There also was more news on inflation today, as the Department of Labor released its latest readings on producer (wholesale) prices. From the Fed’s perspective, the February Producer Price Index (PPI) was much hotter than expected, and follows the department’s companion report earlier this week showing increases in consumer prices. Specifically, the PPI and the core PPI, which excludes the food and energy components, rose 0.6% and 0.3%, respectively, month to month. On a one-year basis, the PPI and core PPI rose 1.6% and 2.0%, respectively. All in all, the data showed some reacceleration in inflation at the wholesale level.

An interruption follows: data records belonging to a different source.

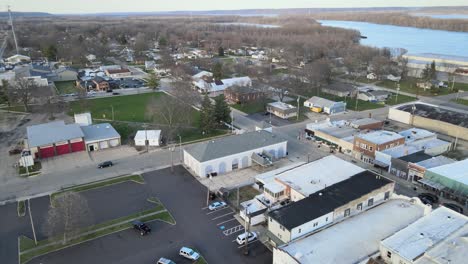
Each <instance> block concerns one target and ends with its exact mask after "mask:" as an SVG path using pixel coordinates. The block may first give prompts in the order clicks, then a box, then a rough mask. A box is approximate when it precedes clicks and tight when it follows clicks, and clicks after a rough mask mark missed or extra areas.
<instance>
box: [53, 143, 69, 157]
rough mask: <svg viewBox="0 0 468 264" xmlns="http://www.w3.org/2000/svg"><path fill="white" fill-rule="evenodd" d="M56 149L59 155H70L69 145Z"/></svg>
mask: <svg viewBox="0 0 468 264" xmlns="http://www.w3.org/2000/svg"><path fill="white" fill-rule="evenodd" d="M55 148H56V150H57V155H63V154H67V153H70V148H69V147H68V144H66V145H58V146H56V147H55Z"/></svg>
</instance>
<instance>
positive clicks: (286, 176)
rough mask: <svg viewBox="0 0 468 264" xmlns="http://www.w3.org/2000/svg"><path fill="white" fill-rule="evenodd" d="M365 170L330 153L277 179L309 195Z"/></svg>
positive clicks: (287, 171)
mask: <svg viewBox="0 0 468 264" xmlns="http://www.w3.org/2000/svg"><path fill="white" fill-rule="evenodd" d="M363 171H364V169H362V168H361V167H359V166H356V165H354V164H352V163H350V162H347V161H344V160H342V159H340V158H338V157H336V156H333V155H330V156H327V157H324V158H321V159H318V160H316V161H313V162H310V163H306V164H304V165H302V166H299V167H297V168H295V169H292V170H289V171H286V172H284V173H281V174H279V175H278V176H276V179H277V180H278V181H280V182H282V183H283V184H286V185H288V186H290V187H291V188H292V189H294V190H296V191H298V192H300V193H302V194H303V195H304V196H309V195H310V194H313V193H315V192H317V191H320V190H322V189H324V188H326V187H327V186H330V185H333V184H335V183H337V182H341V181H344V180H346V179H349V178H350V177H351V176H353V175H356V174H358V173H360V172H363Z"/></svg>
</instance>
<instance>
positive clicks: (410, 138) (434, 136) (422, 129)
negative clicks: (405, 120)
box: [398, 128, 436, 142]
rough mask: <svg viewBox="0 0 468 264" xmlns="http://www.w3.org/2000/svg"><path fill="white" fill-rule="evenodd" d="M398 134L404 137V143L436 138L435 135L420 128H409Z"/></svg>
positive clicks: (400, 132) (424, 129) (399, 132)
mask: <svg viewBox="0 0 468 264" xmlns="http://www.w3.org/2000/svg"><path fill="white" fill-rule="evenodd" d="M398 134H400V135H402V136H404V137H405V140H406V142H408V141H414V140H419V139H423V138H429V137H435V136H436V134H435V133H433V132H431V131H428V130H425V129H420V128H410V129H408V130H404V131H401V132H399V133H398Z"/></svg>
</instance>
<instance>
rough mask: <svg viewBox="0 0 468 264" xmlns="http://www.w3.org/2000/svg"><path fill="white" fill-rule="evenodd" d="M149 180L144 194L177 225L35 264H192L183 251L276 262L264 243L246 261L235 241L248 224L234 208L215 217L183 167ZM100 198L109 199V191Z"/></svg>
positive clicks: (240, 249)
mask: <svg viewBox="0 0 468 264" xmlns="http://www.w3.org/2000/svg"><path fill="white" fill-rule="evenodd" d="M144 178H145V181H146V184H144V185H142V186H141V191H142V192H144V193H146V194H151V195H152V196H156V197H158V198H159V199H160V200H161V202H162V203H163V204H164V205H165V206H166V208H167V209H168V210H169V211H170V212H171V214H172V215H173V217H174V218H175V220H176V221H177V224H176V225H174V226H172V225H169V224H166V223H162V222H159V221H155V222H151V223H150V226H151V227H152V229H153V232H152V233H151V234H150V235H148V236H145V237H140V236H139V235H138V234H136V233H135V232H134V231H133V230H126V231H122V232H118V233H115V234H112V235H108V236H105V237H102V238H99V239H96V240H93V241H90V242H86V243H83V244H80V245H77V246H74V247H70V248H67V249H64V250H61V251H58V252H54V253H50V254H48V255H45V256H42V257H38V258H36V259H34V260H33V261H31V263H38V264H39V263H43V264H45V263H47V264H49V263H51V264H53V263H69V264H73V263H148V264H149V263H155V260H157V259H158V258H160V257H168V258H171V259H172V260H174V261H175V262H176V263H191V261H188V260H184V259H182V258H181V257H179V256H178V250H179V249H180V248H181V247H182V246H188V247H192V248H194V249H196V250H198V251H199V252H200V253H201V254H202V255H203V256H204V257H205V258H206V259H207V261H208V262H209V263H271V262H272V253H271V252H270V251H269V250H268V249H267V248H266V247H265V246H264V245H263V244H262V243H260V242H258V241H256V242H252V243H251V244H250V245H249V248H250V255H248V256H244V254H243V248H242V247H240V246H239V245H237V244H236V243H235V241H234V240H235V238H236V236H237V235H238V234H240V233H242V231H243V227H242V224H241V223H239V222H237V220H236V219H234V218H233V215H234V211H232V209H231V208H228V207H227V208H223V209H220V210H218V211H214V212H211V211H209V210H208V209H207V208H206V188H205V187H204V186H203V185H201V184H200V183H199V182H198V181H197V180H196V179H195V178H194V177H193V176H192V175H190V174H189V173H188V172H187V171H186V170H185V169H184V168H183V167H181V166H177V167H175V168H174V174H173V173H171V170H170V169H163V170H158V171H153V172H149V173H146V174H144ZM96 191H98V190H96ZM119 193H120V192H119ZM96 195H106V191H105V190H104V192H102V193H101V192H100V191H99V192H98V193H96ZM125 195H128V193H126V194H125ZM122 197H123V196H122ZM127 197H128V196H127ZM117 204H119V203H117ZM129 206H130V207H131V206H132V204H122V208H127V207H129ZM226 230H229V231H226Z"/></svg>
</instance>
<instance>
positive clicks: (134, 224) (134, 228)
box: [132, 220, 151, 236]
mask: <svg viewBox="0 0 468 264" xmlns="http://www.w3.org/2000/svg"><path fill="white" fill-rule="evenodd" d="M132 225H133V229H135V230H137V231H139V232H140V235H142V236H144V235H146V234H148V233H150V232H151V228H149V226H147V225H146V224H145V223H143V222H141V221H138V220H135V221H132Z"/></svg>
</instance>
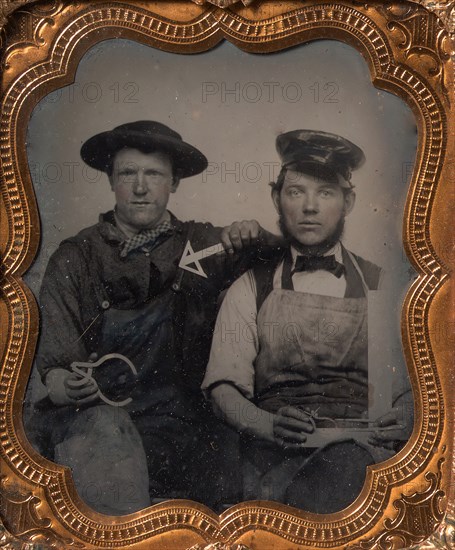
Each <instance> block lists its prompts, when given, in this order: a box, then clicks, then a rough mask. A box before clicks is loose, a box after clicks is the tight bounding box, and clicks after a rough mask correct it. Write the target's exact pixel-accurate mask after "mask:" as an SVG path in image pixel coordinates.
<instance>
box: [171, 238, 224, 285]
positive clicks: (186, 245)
mask: <svg viewBox="0 0 455 550" xmlns="http://www.w3.org/2000/svg"><path fill="white" fill-rule="evenodd" d="M220 252H224V246H223V245H222V243H218V244H214V245H212V246H209V247H207V248H204V249H203V250H199V252H195V251H194V250H193V247H192V246H191V243H190V241H187V243H186V245H185V250H184V251H183V254H182V257H181V258H180V263H179V267H181V268H182V269H186V270H187V271H190V272H191V273H195V274H196V275H200V276H201V277H205V278H207V275H206V274H205V272H204V270H203V269H202V267H201V264H200V262H199V260H202V259H203V258H208V257H209V256H213V255H214V254H219V253H220ZM192 264H194V266H195V267H190V265H192Z"/></svg>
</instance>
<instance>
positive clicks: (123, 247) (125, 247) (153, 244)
mask: <svg viewBox="0 0 455 550" xmlns="http://www.w3.org/2000/svg"><path fill="white" fill-rule="evenodd" d="M170 231H172V224H171V222H170V221H168V220H166V221H164V222H162V223H160V224H158V225H157V226H156V227H154V228H153V229H144V230H143V231H140V232H139V233H137V234H136V235H133V237H130V238H129V239H126V240H125V241H123V243H122V244H121V249H120V256H121V257H122V258H124V257H125V256H127V255H128V254H129V253H130V252H131V251H132V250H136V248H141V247H143V246H145V245H148V247H150V248H151V247H152V246H153V245H154V244H155V242H156V241H157V239H158V237H161V235H164V234H165V233H169V232H170Z"/></svg>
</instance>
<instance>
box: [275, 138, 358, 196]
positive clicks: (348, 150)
mask: <svg viewBox="0 0 455 550" xmlns="http://www.w3.org/2000/svg"><path fill="white" fill-rule="evenodd" d="M276 148H277V151H278V154H279V155H280V157H281V162H282V165H283V167H284V168H288V167H290V166H291V165H295V166H296V169H298V168H299V167H308V168H311V169H313V170H315V171H316V173H317V169H318V167H320V168H323V169H325V170H329V171H331V172H333V173H335V174H337V175H338V176H341V178H340V177H339V178H338V183H339V184H340V185H341V186H342V187H348V188H349V187H352V184H351V173H352V171H353V170H356V169H357V168H359V167H360V166H361V165H362V164H363V163H364V161H365V155H364V154H363V151H362V149H360V147H357V145H355V144H354V143H352V142H351V141H349V140H347V139H345V138H343V137H341V136H338V135H336V134H330V133H329V132H321V131H319V130H293V131H292V132H286V133H284V134H280V135H279V136H278V137H277V139H276Z"/></svg>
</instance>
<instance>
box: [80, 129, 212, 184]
mask: <svg viewBox="0 0 455 550" xmlns="http://www.w3.org/2000/svg"><path fill="white" fill-rule="evenodd" d="M126 147H131V148H133V149H139V150H140V151H142V152H153V151H155V150H158V151H163V152H164V153H167V154H168V155H169V156H170V158H171V161H172V165H173V168H174V170H175V171H178V172H179V176H180V177H182V178H187V177H189V176H194V175H195V174H199V173H200V172H203V171H204V170H205V169H206V168H207V159H206V157H205V156H204V155H203V154H202V153H201V152H200V151H199V150H198V149H196V147H193V146H192V145H190V144H189V143H186V142H184V141H183V139H182V136H181V135H180V134H178V133H177V132H175V131H174V130H172V129H171V128H169V127H168V126H166V125H165V124H161V123H160V122H155V121H153V120H138V121H136V122H128V123H127V124H122V125H121V126H117V127H116V128H114V129H113V130H109V131H108V132H102V133H101V134H96V135H95V136H93V137H91V138H90V139H88V140H87V141H86V142H85V143H84V144H83V145H82V148H81V157H82V160H83V161H84V162H86V163H87V164H88V165H89V166H91V167H92V168H95V169H97V170H101V171H102V172H109V171H110V169H111V166H112V162H113V160H114V157H115V155H116V153H118V151H120V150H121V149H124V148H126Z"/></svg>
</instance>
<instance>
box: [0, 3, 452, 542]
mask: <svg viewBox="0 0 455 550" xmlns="http://www.w3.org/2000/svg"><path fill="white" fill-rule="evenodd" d="M198 4H201V5H196V4H195V3H192V2H191V1H190V0H182V1H180V2H177V1H173V0H164V1H155V2H153V1H149V0H142V1H140V0H137V1H133V0H129V1H127V0H124V1H119V0H110V1H109V0H106V2H100V1H97V2H90V1H89V0H82V1H78V2H72V1H63V0H53V1H50V2H47V3H45V4H43V3H41V2H38V3H34V2H30V1H29V0H17V1H8V0H2V1H1V2H0V24H1V25H2V26H3V30H2V34H1V38H2V85H1V86H2V90H1V91H2V107H1V118H0V142H1V143H0V166H1V172H0V175H1V189H2V200H1V202H0V215H1V218H0V230H1V232H0V235H1V247H2V248H1V250H2V258H3V259H2V272H1V300H0V316H1V319H2V329H3V330H2V332H1V338H0V353H1V356H2V366H1V369H2V370H1V381H0V464H1V477H0V483H1V495H2V500H1V503H0V518H1V520H2V522H3V525H4V527H3V528H2V530H1V531H0V546H1V547H7V548H24V549H25V548H33V547H34V543H36V544H37V546H36V547H37V548H38V547H39V548H43V547H44V548H47V547H49V548H67V547H75V548H94V547H105V548H106V547H117V548H119V547H126V546H128V547H132V548H157V549H165V548H169V549H190V548H192V549H193V550H196V549H199V550H201V549H202V548H222V549H227V548H243V549H245V550H246V549H247V548H251V549H252V548H255V549H259V548H273V549H280V548H283V549H284V548H286V549H291V548H295V549H297V548H349V549H350V550H370V549H371V550H373V549H386V548H404V547H418V548H441V547H442V548H449V547H450V545H451V544H455V539H454V537H455V535H454V514H455V509H454V503H455V494H454V493H453V481H452V482H451V471H452V472H453V446H452V437H453V410H454V409H453V397H452V395H451V392H450V390H451V381H452V380H453V376H452V375H451V372H450V368H451V359H452V357H453V355H452V354H451V350H450V348H449V347H448V346H449V343H450V339H449V342H446V341H444V338H437V339H432V338H431V335H432V334H434V331H435V330H437V327H440V326H441V325H440V323H441V320H442V322H443V323H446V324H445V325H444V326H445V328H446V329H447V328H448V330H449V331H450V324H449V323H450V319H451V317H450V297H451V294H450V280H449V273H450V269H449V265H450V263H451V257H450V248H451V247H450V246H448V244H449V241H450V239H451V235H450V233H451V228H452V226H451V223H450V214H449V210H450V208H449V209H448V206H449V207H450V206H452V207H453V203H454V191H453V182H454V175H455V172H454V168H453V167H454V160H455V148H454V145H455V144H454V126H455V120H454V118H453V116H450V115H451V111H450V105H453V104H454V102H455V94H454V86H453V84H454V80H453V59H454V57H453V56H454V46H455V44H454V42H453V41H454V35H455V10H454V9H453V8H454V5H455V4H454V2H452V1H450V2H446V3H444V2H441V3H439V4H437V3H433V2H427V1H423V0H422V1H421V5H419V4H418V3H416V2H403V3H400V4H398V3H394V2H387V3H385V2H384V3H382V2H369V1H368V2H358V1H354V0H340V1H339V2H332V1H330V0H325V1H324V0H308V1H306V2H298V1H286V2H280V1H274V0H262V1H261V0H256V2H255V3H253V4H252V5H251V6H244V5H242V4H235V5H231V6H228V4H232V1H229V0H224V1H223V0H218V1H215V0H213V2H212V4H218V6H216V5H212V4H209V3H203V2H198ZM425 4H426V6H425ZM114 36H121V37H126V38H130V39H134V40H138V41H141V42H143V43H145V44H148V45H151V46H154V47H157V48H161V49H165V50H168V51H174V52H187V53H188V52H198V51H204V50H207V49H209V48H211V47H212V46H214V45H215V44H216V43H218V42H219V41H220V40H223V39H227V40H230V41H231V42H233V43H234V44H235V45H237V46H238V47H240V48H242V49H244V50H246V51H263V52H266V51H272V50H277V49H280V48H282V47H284V46H287V45H290V44H296V43H299V42H303V41H306V40H312V39H315V38H321V37H327V36H329V37H331V38H336V39H339V40H342V41H344V42H346V43H348V44H350V45H352V46H354V47H356V48H357V49H358V50H359V51H360V52H361V53H362V55H363V56H364V57H365V58H366V60H367V62H368V65H369V67H370V71H371V75H372V79H373V82H374V84H375V85H376V86H377V87H379V88H382V89H384V90H388V91H391V92H392V93H394V94H396V95H398V96H400V97H402V98H403V99H405V100H406V101H407V102H408V104H409V105H410V106H411V108H412V109H413V112H414V114H415V117H416V121H417V124H418V128H419V145H418V153H417V160H416V166H415V169H414V174H413V178H412V183H411V186H410V189H409V193H408V200H407V206H406V212H405V216H404V221H403V226H404V229H403V235H404V237H403V242H404V246H405V249H406V252H407V254H408V257H409V259H410V261H411V262H412V264H413V266H414V267H415V269H416V270H417V271H418V273H419V277H418V279H417V280H416V282H415V283H414V284H413V286H412V287H411V289H410V290H409V292H408V294H407V297H406V301H405V304H404V306H403V315H402V335H403V341H404V348H405V356H406V360H407V364H408V366H409V372H410V377H411V382H412V385H413V388H414V393H415V396H416V397H415V400H416V401H415V403H416V410H417V415H416V417H417V418H416V425H415V429H414V432H413V434H412V437H411V439H410V441H409V442H408V444H407V445H406V447H405V448H404V449H403V450H402V451H400V453H399V454H398V455H396V456H395V457H394V458H393V459H390V460H389V461H388V462H387V464H386V465H385V466H381V467H374V468H372V469H371V470H370V471H369V474H368V477H367V483H366V486H365V487H364V490H363V491H362V493H361V495H360V497H359V498H358V499H357V501H356V502H355V503H354V504H353V505H352V506H350V507H349V508H348V509H347V510H346V511H344V512H340V513H336V514H332V515H327V516H315V515H310V514H305V513H303V512H298V511H293V510H292V509H290V508H288V507H286V506H283V505H278V504H277V505H275V506H270V505H268V504H267V503H261V502H256V503H242V504H239V505H236V506H234V507H233V508H231V509H230V510H228V511H227V512H225V513H224V514H222V515H221V516H220V517H218V516H217V515H216V514H214V513H213V512H211V511H209V510H208V509H207V508H205V507H204V506H202V505H198V504H195V503H191V502H189V501H183V500H181V501H170V502H168V503H164V504H160V505H156V506H154V507H153V508H151V509H147V510H144V511H142V512H138V513H135V514H133V515H131V516H128V517H127V518H124V517H122V518H114V517H112V518H111V517H106V516H102V515H100V514H97V513H95V512H93V511H91V510H90V509H89V508H88V507H87V506H86V505H85V504H84V503H83V502H82V501H81V500H80V499H79V498H78V497H77V495H76V493H75V491H74V486H73V484H72V481H71V478H70V474H69V470H68V469H65V468H64V467H61V466H57V465H55V464H53V463H51V462H49V461H47V460H45V459H44V458H42V457H40V456H39V455H38V454H37V453H36V451H34V450H33V449H32V448H31V446H30V445H29V444H28V443H27V441H26V439H25V436H24V432H23V427H22V423H21V404H22V399H23V396H24V392H25V387H26V383H27V380H28V376H29V372H30V368H31V363H32V359H33V354H34V349H35V344H36V335H37V328H38V315H37V306H36V303H35V301H34V299H33V297H32V295H31V292H30V291H29V290H28V289H27V287H26V286H25V285H24V283H23V282H22V280H21V275H22V274H23V273H24V272H25V271H26V269H27V268H28V266H30V264H31V262H32V261H33V258H34V256H35V254H36V251H37V247H38V243H39V235H38V231H37V230H36V228H37V227H38V225H39V224H38V212H37V207H36V204H35V201H34V195H33V190H32V183H31V180H30V175H29V173H28V171H27V170H26V166H27V162H26V152H25V132H26V121H27V120H28V117H29V115H30V113H31V110H32V108H33V106H34V105H35V104H36V102H37V101H38V99H39V98H41V97H43V96H44V95H45V94H46V93H48V92H49V91H50V90H52V89H55V88H58V87H61V86H62V85H64V84H68V83H69V82H70V81H71V79H72V78H73V77H74V73H75V69H76V67H77V64H78V62H79V60H80V58H81V57H82V55H83V53H84V52H85V51H86V50H87V48H88V47H89V46H91V45H93V44H95V43H96V42H98V41H100V40H101V39H103V38H108V37H114ZM451 56H452V57H451ZM34 228H35V229H34ZM436 250H437V251H438V253H437V252H436ZM452 259H453V258H452ZM448 334H450V333H449V332H448ZM444 516H445V519H444ZM428 537H431V538H428ZM427 539H428V540H427ZM424 541H426V542H424ZM415 545H417V546H415Z"/></svg>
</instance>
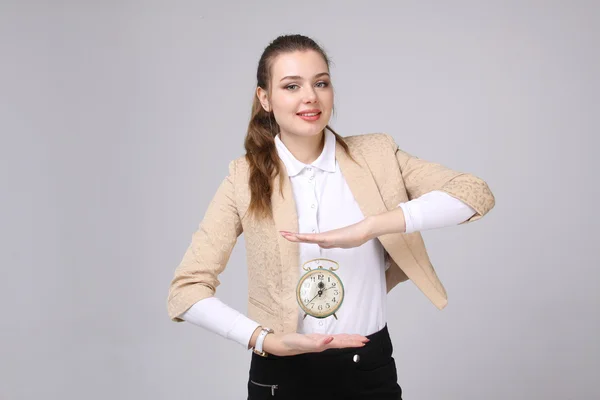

In a separate report, we learned that initial unemployment claims for the week ending March 9th totaled 209,000, which was the lowest level in weeks. Continuing claims also fell below the 1.9 million mark. The report indicates continued tightness in the labor market. None of these three reports were ideal for the Fed in its battle to tame inflation, but Treasury market yields did not move much higher on the data. Surprisingly, the equity futures, which were higher heading into the economic releases, are holding those gains as trading soon kicks off stateside.
The Federal Reserve is watching the health of the credit markets, as it contemplates when to reverse monetary policy course. Any signs of stress in the lending markets may prompt the central bank to move earlier than expected, despite stubbornly elevated prices at both the consumer and producer levels. It is worth noting that Europe's private credit funds are increasingly borrowing from banks to boost their performance, raising concerns about the wider risks posed by this interconnectedness. According to MSCI Private Capital Solutions, research showed that a record 80% of new European private credit funds borrowed from banks via “subscription lines” in 2023, funding that allows them to lend before tapping their investors for cash. This has raised concerns about potential default risks on the Continent.
So far this week, we have seen some rotation among the major equity groups. Of note, the momentum trade in the technology market has lost some steam, likely the product of some profit taking in a sector that has surged on the euphoria toward the burgeoning artificial intelligence revolution. Shares of semiconductor giant NVIDA (NVDA) have taken a breather after a notable upside move following the release of impressive quarterly results. Shares of Magnificent Seven member Tesla (TSLA) have been anything but magnificent this year, taking another leg down yesterday. A downgrade from a prominent investment bank was spurred by forecasts of disappointing first-quarter deliveries, vehicle price cuts, and pessimism around the market for the electric vehicle maker’s long-awaited next-generation offering. The movement has been into some of the more value-oriented names.
Meantime, we did get some earnings news since the close of trading yesterday afternoon. Shares of Dick’s Sporting Goods (DKS) are trading higher in pre-market action after the sporting goods retailer reported strong January-quarter and full fiscal-year results, which included record sales growth in the final quarter of fiscal 2023. Likewise, the stock of Dollar General (DG) is looking at a higher opening after the retailer forecast annual sales above the consensus expectation. The company thinks that more inflation-affected customers will turn to cheaper-priced groceries and essentials this year. Dollar General has seen more shoppers visiting its outlets to browse for lower-margin, needs-based goods, over more expensive general merchandise. Conversely, shares of Under Armour (UA) are again under selling pressure in extended hours trading after the struggling apparel maker announced a leadership change in the corporate suite. – William G. Ferguson
At the time of this article’s writing, the author did not hold positions in any of the companies mentioned.